As we learn in a later chapter, Mo’s furious scribbling leads to a “moral” computer, a thinking, law-abiding, independent entity that eventually names itself the Zookeeper. Able to transfer itself into any satellite or computer system, the Zookeeper takes the nuclear weapons systems of the United States and its antagonists off-line at a crucial moment, neatly averting World War III. But even this seemingly omnipotent machine must learn its limitations. “I believed I could do much,” explains the Zookeeper, “I stabilized stock markets; but economic surplus was used to fuel arms races. I provided alternative energy solutions; but the researchers sold them to oil cartels who sit on them. I froze nuclear weapons systems; but war multiplied, waged with machine guns, scythes and pickaxes.” Having taken the place typically assigned to God in human cosmology, the Zookeeper now must decide what sort of god it wants to be: the watchmaker or the puppet master.

To complement its heady themes, “Ghostwritten” is also elegantly composed, gracefully plotted and full of humor. Mitchell, an English expatriate who teaches in Japan, tucks in at least one nod to Borges (with a sly allusion to his meta-fiction “Borges and I”) and others to Nabokov and Paul Auster (one character has a band called “The Music of Chance”). There is even a passing character, a writer named Luisa Rey, who recalls Mitchell’s epigraph, from Thornton Wilder’s “The Bridge of San Luis Rey,” on the roles people think God adopts in the lives of his lowly creatures: “Some say that we shall never know, and that to the gods we are like the flies that the boys kill on a summer day, and some say, on the contrary, that the very sparrows do not lose a feather that has not been brushed away by the finger of God.”

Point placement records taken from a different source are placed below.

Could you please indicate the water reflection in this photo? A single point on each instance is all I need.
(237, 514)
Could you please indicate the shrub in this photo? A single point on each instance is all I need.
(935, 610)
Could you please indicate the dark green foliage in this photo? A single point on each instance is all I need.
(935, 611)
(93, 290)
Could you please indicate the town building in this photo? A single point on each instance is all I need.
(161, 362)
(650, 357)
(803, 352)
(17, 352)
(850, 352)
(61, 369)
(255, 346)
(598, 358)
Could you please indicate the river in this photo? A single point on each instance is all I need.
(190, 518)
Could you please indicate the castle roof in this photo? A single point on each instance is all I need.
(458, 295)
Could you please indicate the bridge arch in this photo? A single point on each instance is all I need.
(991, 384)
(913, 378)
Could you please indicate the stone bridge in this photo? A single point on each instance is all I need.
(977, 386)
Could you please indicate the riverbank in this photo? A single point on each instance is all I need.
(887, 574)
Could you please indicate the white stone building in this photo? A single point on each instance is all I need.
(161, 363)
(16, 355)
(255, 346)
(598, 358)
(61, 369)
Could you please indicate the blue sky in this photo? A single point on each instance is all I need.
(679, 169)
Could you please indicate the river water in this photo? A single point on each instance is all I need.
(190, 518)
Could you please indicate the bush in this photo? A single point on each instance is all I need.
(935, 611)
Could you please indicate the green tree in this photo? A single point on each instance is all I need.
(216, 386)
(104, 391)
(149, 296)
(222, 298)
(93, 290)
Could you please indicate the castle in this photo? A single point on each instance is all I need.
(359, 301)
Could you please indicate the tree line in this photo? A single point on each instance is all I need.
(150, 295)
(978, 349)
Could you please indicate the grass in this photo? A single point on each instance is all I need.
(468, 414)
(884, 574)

The action of “Ghostwritten” moves from Asia to Europe to America with the ease of so many new technologies. Yet it is less the “21st century novel” that some critics have found it than a revival of the 19th century tradition, recalling Tolstoy and Dostoevsky in its emotional scope and its ambitions. Like the great Russians, Mitchell makes us feel that more is at stake than individual lives, although it’s by individual lives that pain and loss are measured.